I have lots of Bibles that look pretty and make me look all spiritual and impressive when I tote them under my arm. Not all of them at once, mind you. I only carry one at the time. Two tops.

But for all that, how much of a Bible do I carry inside me? How well do I know this Bible I profess to love, that I boldly proclaim as inerrant, perfect, God-breathed?

And if people are reading my life like the only Bible they will ever read, what kind of message are they getting? Is it that God only loves good little children? Is it that God loves the same causes I do and is against everything I’m against? Is is that you have to jump through all the right hoops and say all the right magic words to get God’s approval?

Or is it that I (like you and everyone else alive) am a broken person living in a broken world, hopelessly lost and estranged from God? Is it how that very God took on skin like mine and came to live among people like me to show me the way Home? To be the way Home?

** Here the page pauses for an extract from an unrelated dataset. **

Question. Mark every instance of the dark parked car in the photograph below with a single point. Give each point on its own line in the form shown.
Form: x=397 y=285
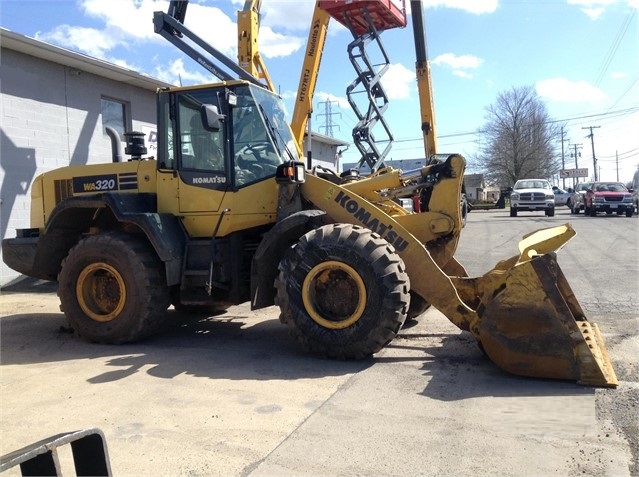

I don’t have a neat and tidy ending for this post. I don’t have a funny story to close on. I do have the feeling that with all these Bibles, I should know a lot more about THE Bible than I do.

I also know that God is faithful and patient. He wants me to know Him far more than I do most of the time. And He’s very persistent.

I’m praying for a deep hunger and thirst for God’s Word. I want to crave it, to live it, to breathe it, to cherish it, to make it as much s part of me as my own skin.

“Deep within me I have hidden Your word so that I will never sin against You. . . . Your word is a lamp for my steps; it lights the path before me” (Psalm 119:11,105).